Gifted and talented students in Bloomfield show what they can do

Photo by Daniel Jackovino
Paul Alban, a Brookdale fifth-grade teacher, is the district coordinator for the Gifted and Talented Program.

BLOOMFIELD, NJ — In the Bloomfield Gifted and Talented Program for elementary school students, lunchtime can also be an opportunity for nourishment of the mind for students who excel beyond the standard core curriculum. According to Paul Alban, a fifth-grade teacher at Brookdale Elementary School and the district coordinator for the Gifted and Talented Program, there are 183 fourth-, fifth- and sixth-graders currently in the program, which challenges students, sometimes in the form of games. Excellence may lead to individual or team competition against schools within or outside the district.

“But most lessons do not lead to competitions but some bigger project,” he said.

To qualify for the program, several measures are used, Alban said in an April 29 interview at Brookdale Elementary. One is called the InView cognitive test. According to Alban, patterns and puzzles are used in this test.

“I want to say a lot of it is math based because there are a lot of pattern questions, with shapes, fractions, all sorts of things,” he said.

A second measure is the Teachers College Assessment, which assesses reading comprehension and is taken throughout the year. Another measure is a performance criterion, completed by the student’s teacher. A final one is called the Star Math Assessment, which students take three to four times each year. But using this particular measure this year was an exception, Alban explained.

“We used it this year to identify the gifted and talented,” he said. “We didn’t have the InView cognitive test because it has to be taken in school.”

The COVID-19 pandemic prevented that, Alban said, adding, “We wanted at least three data points.”

Alban has been the district coordinator for the last five years and has been in the district for 12 years and at Brookdale for the last 11. His first year in the district was at Fairview Elementary. He said that, for the last eight years, teachers for the gifted and talented students have been in school. Prior to this, they traveled from school to school. Gifted and talented instruction for fourth-, fifth- and sixth-graders are in scheduled classes, but in K-3, the teacher differentiates instruction within a class. Each school has two gifted and talented teachers. At Brookdale, Alban is joined by Michelle Fanning, a math interventionist for Brookdale and Oak View schools.

“The program is based on state guidelines,” he said. “And the gifted and talented classes encompass all disciplines. We hold classes during lunchtime because regulations say they must be during school time.”

Current gifted and talented competitions include “Shark Tank,” based on the business reality TV program on which an entrepreneur has to convince an investor about their business idea. This competition is open only to sixth-graders. 

Another is the creation of a legal case in a mock trial for the NJ State Law Fair Competition. A Fairview Elementary School team took first place this year against schools from across the state — a great accomplishment, Alban said. Their winning entry was “The Case of the Bowling Alley Backfire.”

Another gifted and talented competition, open only to fourth-graders, is a STEM Day project; STEM stands for science, technology, engineering and math.

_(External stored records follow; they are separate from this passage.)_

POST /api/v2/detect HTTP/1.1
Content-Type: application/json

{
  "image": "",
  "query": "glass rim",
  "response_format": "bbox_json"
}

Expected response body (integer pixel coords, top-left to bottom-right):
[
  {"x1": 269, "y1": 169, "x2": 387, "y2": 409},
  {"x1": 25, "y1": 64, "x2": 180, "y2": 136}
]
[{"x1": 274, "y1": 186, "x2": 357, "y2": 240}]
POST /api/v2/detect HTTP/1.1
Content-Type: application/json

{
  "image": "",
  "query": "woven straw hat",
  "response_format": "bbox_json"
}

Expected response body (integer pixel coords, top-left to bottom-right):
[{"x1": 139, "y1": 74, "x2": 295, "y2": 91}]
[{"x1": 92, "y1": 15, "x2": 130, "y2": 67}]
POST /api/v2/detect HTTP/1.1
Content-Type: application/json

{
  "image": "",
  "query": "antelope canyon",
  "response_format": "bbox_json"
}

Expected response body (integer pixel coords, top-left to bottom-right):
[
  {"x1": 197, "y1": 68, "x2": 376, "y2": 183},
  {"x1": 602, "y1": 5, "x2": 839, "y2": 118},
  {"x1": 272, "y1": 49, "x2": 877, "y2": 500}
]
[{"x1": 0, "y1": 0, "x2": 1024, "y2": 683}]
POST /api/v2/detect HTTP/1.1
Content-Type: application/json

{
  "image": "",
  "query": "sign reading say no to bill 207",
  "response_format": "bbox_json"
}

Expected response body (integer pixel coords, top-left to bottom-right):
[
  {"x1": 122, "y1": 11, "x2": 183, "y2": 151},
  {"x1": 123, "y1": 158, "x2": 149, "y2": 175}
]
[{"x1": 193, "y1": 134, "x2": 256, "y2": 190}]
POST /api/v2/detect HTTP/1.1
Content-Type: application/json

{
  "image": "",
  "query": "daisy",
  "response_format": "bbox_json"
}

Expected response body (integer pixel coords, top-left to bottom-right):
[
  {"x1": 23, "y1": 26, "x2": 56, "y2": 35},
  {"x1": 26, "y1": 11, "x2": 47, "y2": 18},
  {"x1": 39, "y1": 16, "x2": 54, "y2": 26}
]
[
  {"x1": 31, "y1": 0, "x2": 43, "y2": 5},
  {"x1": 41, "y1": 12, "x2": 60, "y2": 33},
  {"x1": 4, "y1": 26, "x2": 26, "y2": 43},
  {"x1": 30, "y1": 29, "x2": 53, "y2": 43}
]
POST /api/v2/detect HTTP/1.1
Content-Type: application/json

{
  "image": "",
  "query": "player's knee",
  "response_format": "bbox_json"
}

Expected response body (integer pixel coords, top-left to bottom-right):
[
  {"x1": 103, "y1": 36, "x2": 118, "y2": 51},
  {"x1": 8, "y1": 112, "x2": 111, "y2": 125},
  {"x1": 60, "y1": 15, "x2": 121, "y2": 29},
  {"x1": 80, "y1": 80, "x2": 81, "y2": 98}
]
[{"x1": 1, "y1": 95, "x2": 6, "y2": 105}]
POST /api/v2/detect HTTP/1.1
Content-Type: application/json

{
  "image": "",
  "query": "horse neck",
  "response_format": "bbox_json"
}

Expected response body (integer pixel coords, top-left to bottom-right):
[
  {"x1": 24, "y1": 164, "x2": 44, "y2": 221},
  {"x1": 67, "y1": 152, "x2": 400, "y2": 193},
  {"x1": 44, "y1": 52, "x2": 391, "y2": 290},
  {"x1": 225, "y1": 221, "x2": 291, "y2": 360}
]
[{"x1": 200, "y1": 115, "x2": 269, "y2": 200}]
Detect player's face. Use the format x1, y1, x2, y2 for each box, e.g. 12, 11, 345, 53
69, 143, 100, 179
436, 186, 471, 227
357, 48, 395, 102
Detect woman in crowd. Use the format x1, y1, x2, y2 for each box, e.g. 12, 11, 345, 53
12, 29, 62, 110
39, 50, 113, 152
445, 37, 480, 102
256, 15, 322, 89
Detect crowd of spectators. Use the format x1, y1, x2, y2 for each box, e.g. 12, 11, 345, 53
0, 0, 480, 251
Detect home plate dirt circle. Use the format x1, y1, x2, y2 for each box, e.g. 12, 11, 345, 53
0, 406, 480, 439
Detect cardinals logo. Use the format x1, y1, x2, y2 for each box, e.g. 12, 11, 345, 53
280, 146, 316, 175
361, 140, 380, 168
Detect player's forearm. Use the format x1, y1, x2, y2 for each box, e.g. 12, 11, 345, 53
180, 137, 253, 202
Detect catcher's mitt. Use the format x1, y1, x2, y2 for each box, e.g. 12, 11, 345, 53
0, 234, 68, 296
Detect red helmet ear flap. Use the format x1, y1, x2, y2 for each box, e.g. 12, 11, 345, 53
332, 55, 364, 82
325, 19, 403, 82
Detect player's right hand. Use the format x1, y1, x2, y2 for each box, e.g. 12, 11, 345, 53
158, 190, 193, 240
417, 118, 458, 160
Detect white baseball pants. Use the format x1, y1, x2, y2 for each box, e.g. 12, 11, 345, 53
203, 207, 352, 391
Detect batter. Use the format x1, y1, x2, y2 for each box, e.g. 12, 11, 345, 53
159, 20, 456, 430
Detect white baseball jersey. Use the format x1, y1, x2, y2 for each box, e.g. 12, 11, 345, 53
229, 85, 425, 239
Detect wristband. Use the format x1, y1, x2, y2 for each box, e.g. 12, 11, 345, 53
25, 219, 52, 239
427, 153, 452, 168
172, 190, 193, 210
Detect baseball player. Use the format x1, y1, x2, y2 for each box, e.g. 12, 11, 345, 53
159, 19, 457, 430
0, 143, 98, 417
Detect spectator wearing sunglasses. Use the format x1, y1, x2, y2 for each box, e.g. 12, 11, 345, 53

“That’s building with constrained materials,” Albans said of the project. 

But the district also has enrichment programs, he said, and these are open to all fifth-, sixth-, seventh- and eighth-grade students. Among the enrichment program competitions is Challenge 24, an arithmetic game for lightning-quick thinkers. The district finals for fifth- and sixth-graders were held Thursday, April 28, at Brookdale. There is also Academically Speaking, a game styled after TV’s “Jeopardy!” The district finals were held in mid-April, and six Bloomfield students are going to the Essex County finals. And there is the fifth-grade only competition, “Battle of the Books.” Alban said it is essentially a trivia game drawing questions from 12 books. There is also a forensics competition, for which a student selects a piece of literature and presents a four- to five-minute reading.

“Sometimes there are students in both the gifted and talented, and enrichment programs,” Alban said, “but it’s not necessary to compete. But students like the idea of competing with other schools in town and locally.

“Usually sports-minded kids get to meet each other,” he continued. “This is an opportunity for academically advanced students to meet. The gifted and talented program is made up from a diverse base of students. They get along well no matter where they come from or what they look like, from all over the world. As they grow up, it’s the norm for them to treat people equally.”